MDHHS recommendations start with the following: “People should not use THC-containing e-cigarette or vaping products, particularly from informal sources such as friends, family or in-person or online sellers.” (emphasis added)  The agency says people should avoid vitamin E acetate and “should not add any other substances not intended by the manufacturer to products… Adults using e-cigarettes or vaping products as an alternative to cigarettes should not go back to smoking.”

This is an example of a public health agency providing useful information to marijuana and tobacco users: Don’t vape THC products that are not from legitimate retailers.  Don’t stop vaping legitimate nicotine products and return to smoking.



On the same day, the Kentucky Department for Public Health “announced the state’s first probable fatality related to vaping.”  Eric Friedlander, acting Secretary of the Cabinet of Health and Family Services, said, “To protect public health, we urge Kentuckians – especially young people -- to stop using all vaping products.” (emphasis added)  Public Health Commissioner Dr. Angela Dearinger added, “health experts can’t guarantee the safety of any e-cigarette or vaping product.”

In its three-page press release, Kentucky never identified THC liquids as the probable cause of the lung injuries, and failed to inform marijuana users about the dangers of unregulated THC products. Officials urged the public “to stop using all vaping products,” which is likely to send those former smokers who had successfully switched to e-cigarettes back to smoking.   

The Kentucky Health Cabinet boasts that it “is one of the largest agencies in state government, with nearly 8,000 full- and part-time employees located across the Commonwealth focused on improving the lives and health of Kentuckians.”  It is regrettable that with all these resources, public health officials are distributing misleading information that may contribute to higher smoking rates.
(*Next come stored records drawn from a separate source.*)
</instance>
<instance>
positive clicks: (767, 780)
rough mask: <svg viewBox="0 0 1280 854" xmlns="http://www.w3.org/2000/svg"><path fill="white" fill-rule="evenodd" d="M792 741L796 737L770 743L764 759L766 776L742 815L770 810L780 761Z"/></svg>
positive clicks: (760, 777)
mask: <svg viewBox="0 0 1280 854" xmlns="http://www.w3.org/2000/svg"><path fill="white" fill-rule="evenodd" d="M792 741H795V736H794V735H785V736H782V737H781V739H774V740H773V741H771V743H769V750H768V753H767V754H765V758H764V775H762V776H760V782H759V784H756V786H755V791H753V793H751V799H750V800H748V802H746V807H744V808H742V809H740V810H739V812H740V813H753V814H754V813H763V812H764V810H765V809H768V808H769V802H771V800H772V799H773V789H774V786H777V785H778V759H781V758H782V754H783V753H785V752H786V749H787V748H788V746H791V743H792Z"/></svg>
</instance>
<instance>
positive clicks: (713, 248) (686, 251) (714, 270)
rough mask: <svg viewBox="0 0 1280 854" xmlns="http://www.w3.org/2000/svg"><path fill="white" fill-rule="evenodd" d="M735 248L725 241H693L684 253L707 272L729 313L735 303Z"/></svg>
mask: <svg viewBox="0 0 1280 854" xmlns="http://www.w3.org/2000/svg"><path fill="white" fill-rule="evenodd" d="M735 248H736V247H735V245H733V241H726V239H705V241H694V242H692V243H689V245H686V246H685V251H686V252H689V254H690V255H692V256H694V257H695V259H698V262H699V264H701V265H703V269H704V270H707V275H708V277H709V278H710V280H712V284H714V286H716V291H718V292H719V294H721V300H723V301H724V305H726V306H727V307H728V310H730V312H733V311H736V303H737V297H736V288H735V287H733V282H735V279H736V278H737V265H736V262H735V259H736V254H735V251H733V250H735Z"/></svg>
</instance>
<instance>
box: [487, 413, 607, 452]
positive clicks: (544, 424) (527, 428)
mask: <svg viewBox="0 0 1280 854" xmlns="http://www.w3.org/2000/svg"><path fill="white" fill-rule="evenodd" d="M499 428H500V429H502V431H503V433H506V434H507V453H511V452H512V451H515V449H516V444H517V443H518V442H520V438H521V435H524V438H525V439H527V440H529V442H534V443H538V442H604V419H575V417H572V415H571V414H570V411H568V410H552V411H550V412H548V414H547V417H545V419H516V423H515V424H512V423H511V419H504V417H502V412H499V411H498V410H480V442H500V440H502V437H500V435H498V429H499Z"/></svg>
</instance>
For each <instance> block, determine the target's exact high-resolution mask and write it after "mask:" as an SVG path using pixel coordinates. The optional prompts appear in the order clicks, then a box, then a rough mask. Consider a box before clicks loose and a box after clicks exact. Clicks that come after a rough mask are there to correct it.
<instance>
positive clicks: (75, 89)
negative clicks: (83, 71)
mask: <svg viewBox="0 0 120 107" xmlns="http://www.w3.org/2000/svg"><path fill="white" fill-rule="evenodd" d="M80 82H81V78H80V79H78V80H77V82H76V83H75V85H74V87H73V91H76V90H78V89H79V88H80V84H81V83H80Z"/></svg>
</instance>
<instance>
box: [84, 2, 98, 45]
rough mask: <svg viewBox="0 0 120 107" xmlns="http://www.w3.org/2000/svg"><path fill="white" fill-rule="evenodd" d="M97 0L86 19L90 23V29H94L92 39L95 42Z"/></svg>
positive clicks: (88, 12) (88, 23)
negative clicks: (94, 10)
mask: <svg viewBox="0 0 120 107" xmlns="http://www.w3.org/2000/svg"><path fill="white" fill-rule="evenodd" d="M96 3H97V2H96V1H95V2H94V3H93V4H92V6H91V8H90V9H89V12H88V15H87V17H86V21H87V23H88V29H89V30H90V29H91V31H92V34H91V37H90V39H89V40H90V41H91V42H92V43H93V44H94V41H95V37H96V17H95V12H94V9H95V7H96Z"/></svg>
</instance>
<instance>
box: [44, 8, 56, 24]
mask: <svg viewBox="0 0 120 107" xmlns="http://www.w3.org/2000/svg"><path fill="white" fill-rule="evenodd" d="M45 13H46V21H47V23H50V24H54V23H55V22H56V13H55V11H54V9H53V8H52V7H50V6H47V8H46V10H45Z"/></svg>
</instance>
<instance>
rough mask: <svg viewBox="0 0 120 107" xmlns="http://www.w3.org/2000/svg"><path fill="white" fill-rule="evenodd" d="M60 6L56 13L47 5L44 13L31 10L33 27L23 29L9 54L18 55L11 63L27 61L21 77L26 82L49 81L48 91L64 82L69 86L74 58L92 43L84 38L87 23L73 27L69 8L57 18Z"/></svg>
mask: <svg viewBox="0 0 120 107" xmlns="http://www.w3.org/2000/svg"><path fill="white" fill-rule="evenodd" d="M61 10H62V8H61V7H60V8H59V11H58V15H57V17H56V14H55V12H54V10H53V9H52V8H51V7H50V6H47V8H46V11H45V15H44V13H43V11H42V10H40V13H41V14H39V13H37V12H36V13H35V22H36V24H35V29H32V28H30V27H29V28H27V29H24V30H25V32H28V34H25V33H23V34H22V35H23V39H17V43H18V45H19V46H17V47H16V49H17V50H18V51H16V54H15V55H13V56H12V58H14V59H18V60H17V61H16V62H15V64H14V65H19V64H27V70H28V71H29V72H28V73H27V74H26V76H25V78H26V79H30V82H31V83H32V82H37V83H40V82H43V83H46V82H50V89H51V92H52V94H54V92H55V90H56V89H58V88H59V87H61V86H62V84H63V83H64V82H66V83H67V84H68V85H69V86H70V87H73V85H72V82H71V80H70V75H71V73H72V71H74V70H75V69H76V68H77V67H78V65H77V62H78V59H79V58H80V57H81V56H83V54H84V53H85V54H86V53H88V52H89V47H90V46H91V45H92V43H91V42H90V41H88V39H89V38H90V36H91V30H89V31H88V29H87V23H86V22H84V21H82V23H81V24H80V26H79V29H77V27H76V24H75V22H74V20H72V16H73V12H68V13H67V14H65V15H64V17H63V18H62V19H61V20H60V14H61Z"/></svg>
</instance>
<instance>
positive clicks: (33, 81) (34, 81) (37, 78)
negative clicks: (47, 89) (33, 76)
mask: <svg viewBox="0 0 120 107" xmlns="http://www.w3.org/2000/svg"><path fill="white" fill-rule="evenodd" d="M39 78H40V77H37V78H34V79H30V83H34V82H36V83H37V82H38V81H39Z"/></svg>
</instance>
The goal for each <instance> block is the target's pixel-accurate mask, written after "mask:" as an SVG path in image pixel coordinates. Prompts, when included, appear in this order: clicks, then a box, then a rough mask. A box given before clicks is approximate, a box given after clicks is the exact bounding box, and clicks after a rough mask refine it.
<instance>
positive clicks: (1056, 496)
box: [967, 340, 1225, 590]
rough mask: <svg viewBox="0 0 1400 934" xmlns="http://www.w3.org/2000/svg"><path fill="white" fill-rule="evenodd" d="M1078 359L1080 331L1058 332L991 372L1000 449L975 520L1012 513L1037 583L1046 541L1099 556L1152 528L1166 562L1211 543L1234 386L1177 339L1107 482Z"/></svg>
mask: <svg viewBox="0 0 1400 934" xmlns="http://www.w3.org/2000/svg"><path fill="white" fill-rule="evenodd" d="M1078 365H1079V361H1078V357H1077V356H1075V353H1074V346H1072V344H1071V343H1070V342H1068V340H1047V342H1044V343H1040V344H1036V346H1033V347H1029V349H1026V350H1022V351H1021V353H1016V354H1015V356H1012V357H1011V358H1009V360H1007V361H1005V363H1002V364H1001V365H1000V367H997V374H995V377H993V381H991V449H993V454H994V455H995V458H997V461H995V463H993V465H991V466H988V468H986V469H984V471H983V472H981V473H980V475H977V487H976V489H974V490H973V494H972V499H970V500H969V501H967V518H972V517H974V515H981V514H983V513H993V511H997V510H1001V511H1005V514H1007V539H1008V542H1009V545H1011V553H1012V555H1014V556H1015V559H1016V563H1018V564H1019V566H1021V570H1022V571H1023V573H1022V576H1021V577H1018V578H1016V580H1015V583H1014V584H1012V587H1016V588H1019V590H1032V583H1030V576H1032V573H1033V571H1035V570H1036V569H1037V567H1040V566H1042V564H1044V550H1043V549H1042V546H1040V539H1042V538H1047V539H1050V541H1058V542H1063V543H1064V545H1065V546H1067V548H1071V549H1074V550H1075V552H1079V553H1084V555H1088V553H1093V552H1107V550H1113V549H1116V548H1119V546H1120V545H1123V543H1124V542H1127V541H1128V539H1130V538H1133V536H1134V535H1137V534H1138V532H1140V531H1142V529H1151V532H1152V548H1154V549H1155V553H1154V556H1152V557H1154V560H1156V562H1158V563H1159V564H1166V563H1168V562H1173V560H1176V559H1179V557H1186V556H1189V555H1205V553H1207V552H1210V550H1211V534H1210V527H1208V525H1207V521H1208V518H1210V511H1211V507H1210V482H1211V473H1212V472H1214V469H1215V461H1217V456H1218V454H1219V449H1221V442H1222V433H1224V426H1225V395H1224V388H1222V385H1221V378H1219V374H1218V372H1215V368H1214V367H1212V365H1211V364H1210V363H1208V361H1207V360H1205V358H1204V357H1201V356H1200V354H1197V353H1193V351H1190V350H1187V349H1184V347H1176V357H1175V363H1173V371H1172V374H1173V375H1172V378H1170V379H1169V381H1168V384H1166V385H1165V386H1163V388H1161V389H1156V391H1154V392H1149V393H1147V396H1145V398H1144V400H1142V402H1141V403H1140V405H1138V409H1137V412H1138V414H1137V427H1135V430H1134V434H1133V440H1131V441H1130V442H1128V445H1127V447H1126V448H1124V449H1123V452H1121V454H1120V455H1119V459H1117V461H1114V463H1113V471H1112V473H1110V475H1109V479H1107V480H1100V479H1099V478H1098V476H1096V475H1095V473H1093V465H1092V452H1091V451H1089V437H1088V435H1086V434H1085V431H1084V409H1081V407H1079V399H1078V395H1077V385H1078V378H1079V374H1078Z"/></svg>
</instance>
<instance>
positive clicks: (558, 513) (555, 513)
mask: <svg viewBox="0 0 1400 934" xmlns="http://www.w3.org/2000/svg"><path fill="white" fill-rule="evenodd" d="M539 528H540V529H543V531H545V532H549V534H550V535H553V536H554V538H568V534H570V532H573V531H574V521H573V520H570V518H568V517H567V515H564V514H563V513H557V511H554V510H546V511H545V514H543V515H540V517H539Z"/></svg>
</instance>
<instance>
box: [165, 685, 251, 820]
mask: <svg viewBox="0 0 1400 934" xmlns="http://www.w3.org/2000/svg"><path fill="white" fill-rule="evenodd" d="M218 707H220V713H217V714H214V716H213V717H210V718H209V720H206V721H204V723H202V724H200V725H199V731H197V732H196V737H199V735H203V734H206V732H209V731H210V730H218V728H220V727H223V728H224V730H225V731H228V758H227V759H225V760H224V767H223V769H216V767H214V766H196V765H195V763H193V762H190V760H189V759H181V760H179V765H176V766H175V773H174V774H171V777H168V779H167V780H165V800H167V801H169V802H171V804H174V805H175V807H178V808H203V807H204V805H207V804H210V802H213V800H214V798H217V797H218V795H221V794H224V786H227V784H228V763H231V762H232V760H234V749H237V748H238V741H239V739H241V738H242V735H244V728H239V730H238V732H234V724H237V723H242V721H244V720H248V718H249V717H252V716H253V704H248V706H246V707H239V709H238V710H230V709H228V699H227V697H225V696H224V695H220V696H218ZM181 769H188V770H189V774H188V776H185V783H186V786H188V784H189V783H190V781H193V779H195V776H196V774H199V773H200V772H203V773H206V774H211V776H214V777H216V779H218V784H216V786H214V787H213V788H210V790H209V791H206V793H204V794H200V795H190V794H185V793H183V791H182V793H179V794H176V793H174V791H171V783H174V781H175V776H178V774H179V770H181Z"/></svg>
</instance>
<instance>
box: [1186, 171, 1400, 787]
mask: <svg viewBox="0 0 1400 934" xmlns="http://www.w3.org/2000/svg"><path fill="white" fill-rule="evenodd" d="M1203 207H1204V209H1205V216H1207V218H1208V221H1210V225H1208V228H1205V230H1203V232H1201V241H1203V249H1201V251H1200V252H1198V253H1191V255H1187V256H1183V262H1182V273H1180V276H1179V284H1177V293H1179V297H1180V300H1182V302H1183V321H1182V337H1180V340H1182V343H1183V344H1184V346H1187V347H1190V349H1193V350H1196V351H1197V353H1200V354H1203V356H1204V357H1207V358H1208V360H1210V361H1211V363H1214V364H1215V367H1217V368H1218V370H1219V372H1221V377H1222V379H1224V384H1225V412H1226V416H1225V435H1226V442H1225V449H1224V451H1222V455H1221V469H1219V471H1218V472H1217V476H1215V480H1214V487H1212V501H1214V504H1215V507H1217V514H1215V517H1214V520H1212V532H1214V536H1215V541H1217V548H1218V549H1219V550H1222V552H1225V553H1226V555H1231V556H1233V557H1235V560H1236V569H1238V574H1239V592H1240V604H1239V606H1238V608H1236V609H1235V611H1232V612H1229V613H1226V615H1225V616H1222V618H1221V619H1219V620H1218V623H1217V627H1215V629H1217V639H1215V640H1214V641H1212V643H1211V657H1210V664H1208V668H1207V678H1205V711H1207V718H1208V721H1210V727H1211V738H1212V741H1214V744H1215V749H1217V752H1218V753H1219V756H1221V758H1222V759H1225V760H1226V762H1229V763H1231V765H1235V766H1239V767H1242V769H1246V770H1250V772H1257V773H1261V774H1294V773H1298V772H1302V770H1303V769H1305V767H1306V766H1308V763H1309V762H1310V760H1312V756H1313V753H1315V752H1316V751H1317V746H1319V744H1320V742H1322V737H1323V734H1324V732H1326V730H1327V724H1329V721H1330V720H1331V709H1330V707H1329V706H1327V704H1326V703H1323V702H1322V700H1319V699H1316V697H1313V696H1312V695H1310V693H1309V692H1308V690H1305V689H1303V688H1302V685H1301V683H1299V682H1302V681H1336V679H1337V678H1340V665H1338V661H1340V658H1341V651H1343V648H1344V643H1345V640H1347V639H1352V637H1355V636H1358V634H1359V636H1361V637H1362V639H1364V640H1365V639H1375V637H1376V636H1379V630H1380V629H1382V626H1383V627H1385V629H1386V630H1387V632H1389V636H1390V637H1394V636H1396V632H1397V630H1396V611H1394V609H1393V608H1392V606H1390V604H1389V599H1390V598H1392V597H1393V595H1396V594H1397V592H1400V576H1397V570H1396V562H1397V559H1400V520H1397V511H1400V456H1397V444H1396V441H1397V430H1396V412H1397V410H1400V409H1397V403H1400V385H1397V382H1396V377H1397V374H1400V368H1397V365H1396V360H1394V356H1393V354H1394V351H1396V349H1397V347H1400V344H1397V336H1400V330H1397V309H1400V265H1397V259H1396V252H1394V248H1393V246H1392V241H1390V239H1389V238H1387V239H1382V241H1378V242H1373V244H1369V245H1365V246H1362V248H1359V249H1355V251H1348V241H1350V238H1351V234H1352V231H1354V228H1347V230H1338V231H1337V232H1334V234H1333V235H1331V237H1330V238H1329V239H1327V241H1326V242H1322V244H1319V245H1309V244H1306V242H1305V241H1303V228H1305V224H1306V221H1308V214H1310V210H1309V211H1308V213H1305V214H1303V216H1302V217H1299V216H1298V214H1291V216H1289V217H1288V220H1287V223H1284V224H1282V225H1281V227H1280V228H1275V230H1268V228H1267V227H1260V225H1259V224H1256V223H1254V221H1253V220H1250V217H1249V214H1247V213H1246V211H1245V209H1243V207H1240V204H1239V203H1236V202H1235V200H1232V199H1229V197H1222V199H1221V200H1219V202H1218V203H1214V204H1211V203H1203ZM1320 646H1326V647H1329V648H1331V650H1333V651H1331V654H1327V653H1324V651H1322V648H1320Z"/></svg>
Australian tobacco researchers, led by Coral Gartner at the University of Queensland, have published a scathing analysis of how THC-related lung injuries and deaths in the U.S. were – and still are – exploited by American health officials and media to fuel a crusade against e-cigarettes and nicotine vaping products.  The Australians itemize the key flaws in this misguided campaign:

[M]ost [lung injury] cases developed suddenly within a short period, mostly in young males, in only one country. Over 40 million people have vaped nicotine in the UK, USA and Europe, and vaping has been around for nearly a decade without any similar clusters of serious acute cases of lung injury.  If vaping nicotine were the cause of these lung injuries, many more cases should have been reported in these countries…”

[C]annabis oils, like nicotine‐based vaporisers, have also been used since around 2014 with almost no reports of lung injury. What recently changed is the proliferation of black market cannabis vaping products, some of which are sold in the same packaging as legal cannabis vaping products.”

“In October, the CDC concluded that vaping contaminated THC products was the likely cause of the lung damage.” 

While the CDC was slow to blame unregulated THC products, it is inexcusable that state health departments continue to release inaccurate information about dangerous products.